Note, when R users talk about vectorisation they’re typically referring to functions which operate on whole vectors, not advanced SIMD instructions.
Example Code
To take advantage of vectorisation within R, operations should be performed at an array or matrix level, rather than by looping over the individual elements or rows.
The below example sums the rows within a 1000x1000 matrix to produce an output array with length 1000.
# Allocate an 1000x1000 matrix
mat <- matrix(1:1e6, nrow = 1000)
# Allocate an output array length 1000
x <- integer(length = nrow(mat))
# Calculate the sum of each row into the output array
for (i in 1:nrow(mat)) {
x[i] <- sum(mat[i,])
}
To use vectorisation, it can be rewritten as a single line of code using rowSums()
.
# Allocate an 1000x1000 matrix
mat <- matrix(1:1e6, nrow = 1000)
tic()
# Call the rowSums() method
x <- rowSums(mat)
toc()
In this example vectorisation also reduces the runtime from 0.05 to 0.02 seconds.
Most R functions support vectorisation, so it’s important to try and use purpose built functions to process your arrays and matrices, rather than manually looping.
Not all of your R code will be this simple though, maybe you have conditional logic which restricts which elements the operation should be performed on.

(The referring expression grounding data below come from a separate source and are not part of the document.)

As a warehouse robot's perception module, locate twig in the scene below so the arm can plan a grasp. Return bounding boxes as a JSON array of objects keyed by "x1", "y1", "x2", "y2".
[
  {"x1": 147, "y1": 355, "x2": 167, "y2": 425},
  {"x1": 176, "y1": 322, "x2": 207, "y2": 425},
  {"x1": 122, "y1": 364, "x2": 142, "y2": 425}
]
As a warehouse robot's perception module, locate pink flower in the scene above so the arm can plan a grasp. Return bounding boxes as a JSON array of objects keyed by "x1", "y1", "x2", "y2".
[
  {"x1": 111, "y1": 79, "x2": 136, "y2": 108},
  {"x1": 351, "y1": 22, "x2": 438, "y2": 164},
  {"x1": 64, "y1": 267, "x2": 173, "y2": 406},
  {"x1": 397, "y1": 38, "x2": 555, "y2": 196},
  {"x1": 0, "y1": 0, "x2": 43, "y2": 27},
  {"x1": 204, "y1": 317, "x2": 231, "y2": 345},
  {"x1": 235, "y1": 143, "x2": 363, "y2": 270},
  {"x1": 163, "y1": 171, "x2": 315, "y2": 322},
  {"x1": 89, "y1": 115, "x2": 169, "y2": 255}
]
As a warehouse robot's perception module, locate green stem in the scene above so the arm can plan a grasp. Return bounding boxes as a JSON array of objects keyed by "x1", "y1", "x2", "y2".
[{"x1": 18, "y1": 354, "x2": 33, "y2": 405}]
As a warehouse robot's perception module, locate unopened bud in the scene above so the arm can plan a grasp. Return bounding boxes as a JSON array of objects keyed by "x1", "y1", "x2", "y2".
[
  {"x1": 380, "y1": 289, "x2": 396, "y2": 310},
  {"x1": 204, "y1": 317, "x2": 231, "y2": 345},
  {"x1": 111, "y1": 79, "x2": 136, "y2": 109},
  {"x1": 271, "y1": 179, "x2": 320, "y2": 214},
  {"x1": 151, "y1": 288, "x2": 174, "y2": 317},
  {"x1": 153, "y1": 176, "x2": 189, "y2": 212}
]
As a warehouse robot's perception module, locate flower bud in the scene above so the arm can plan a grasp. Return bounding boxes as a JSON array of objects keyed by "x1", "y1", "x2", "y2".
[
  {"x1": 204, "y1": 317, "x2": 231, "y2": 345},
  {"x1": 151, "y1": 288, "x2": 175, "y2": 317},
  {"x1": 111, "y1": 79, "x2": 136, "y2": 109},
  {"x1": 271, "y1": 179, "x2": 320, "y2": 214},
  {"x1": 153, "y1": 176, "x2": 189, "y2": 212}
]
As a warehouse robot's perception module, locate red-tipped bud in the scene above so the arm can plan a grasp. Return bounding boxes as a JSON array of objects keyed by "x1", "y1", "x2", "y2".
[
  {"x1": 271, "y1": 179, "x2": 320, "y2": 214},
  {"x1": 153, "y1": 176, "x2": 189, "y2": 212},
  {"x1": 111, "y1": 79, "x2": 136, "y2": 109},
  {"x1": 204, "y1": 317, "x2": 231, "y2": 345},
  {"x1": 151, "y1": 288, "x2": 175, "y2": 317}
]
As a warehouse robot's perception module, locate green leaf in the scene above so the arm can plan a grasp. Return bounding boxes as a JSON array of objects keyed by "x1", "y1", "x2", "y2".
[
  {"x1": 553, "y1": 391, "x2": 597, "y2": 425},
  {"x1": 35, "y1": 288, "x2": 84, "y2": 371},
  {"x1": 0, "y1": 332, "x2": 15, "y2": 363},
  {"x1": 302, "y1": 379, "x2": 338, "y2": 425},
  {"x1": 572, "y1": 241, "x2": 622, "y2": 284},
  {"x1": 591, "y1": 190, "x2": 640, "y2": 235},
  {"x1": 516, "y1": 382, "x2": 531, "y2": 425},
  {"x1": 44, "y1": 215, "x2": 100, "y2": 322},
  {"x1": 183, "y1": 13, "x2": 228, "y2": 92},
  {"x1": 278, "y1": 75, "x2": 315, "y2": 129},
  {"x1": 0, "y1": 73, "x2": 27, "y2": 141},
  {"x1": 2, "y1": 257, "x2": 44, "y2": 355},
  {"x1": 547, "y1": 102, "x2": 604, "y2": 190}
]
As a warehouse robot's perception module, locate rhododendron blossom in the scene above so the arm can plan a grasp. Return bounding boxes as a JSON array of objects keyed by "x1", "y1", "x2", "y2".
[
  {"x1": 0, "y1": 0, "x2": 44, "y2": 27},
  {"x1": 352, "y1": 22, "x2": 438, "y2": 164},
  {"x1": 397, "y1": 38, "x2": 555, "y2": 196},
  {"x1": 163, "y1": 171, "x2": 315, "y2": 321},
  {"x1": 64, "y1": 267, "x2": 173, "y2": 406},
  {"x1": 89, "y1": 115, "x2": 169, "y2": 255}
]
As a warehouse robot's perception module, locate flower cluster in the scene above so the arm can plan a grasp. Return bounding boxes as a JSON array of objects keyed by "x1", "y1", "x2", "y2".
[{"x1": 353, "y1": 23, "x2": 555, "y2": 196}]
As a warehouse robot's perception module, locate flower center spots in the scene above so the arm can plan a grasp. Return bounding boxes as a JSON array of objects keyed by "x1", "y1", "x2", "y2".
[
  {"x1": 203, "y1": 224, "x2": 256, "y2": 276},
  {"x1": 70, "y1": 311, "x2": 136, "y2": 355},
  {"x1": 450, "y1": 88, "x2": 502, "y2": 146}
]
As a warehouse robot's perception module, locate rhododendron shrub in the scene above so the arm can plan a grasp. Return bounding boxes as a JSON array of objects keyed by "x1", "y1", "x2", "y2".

# Allocate an array of 1 million elements
x <- 1:1e6
# Divide even elements by 2, multiply odd elements by 3
for (i in x) {
if (i %% 2 == 0) {
i <- i / 2 # even: divide by 2
} else {
i <- i * 3 # odd: multiply by 3
}
}
The above example can be written using ifelse()
as
# Allocate an array of 1 million elements
x <- 1:1e6
# Divide even elements by 2, multiply odd elements by 3
result <- ifelse(x %% 2 == 0, # condition: even numbers
x / 2, # if TRUE: divide even numbers by 2
x * 3) # if FALSE: multiply odd numbers by 3
The ifelse()
approach reduced the runtime from 0.35 seconds to 0.06 seconds.
Using vectorisation is both more concise and more performant.
You might be tempted to use sapply()
or vapply()
, which allow you to apply a transformation function to each element within an array, but these were slower than the original loop in testing.
The Technical Detail
Many of R’s mathematical vector functions rely on the scientific libraries BLAS and LAPACK, which provide efficient implementations of the operations. These are faster when executed in a single call to C, rather than an R loop over a vector which makes many individual calls.
BLAS and LAPACK can take advantage of even faster SIMD (Single Instruction, Multiple Data) instructions to operate on several values in parallel which are packed into a register. However, most R installations are provided with a reference implementation of these libraries which is unlikely to take advantage of these. It’s currently non-trivial to install R with an accelerated version of BLAS, but it’s likely your will find one setup on HPC systems.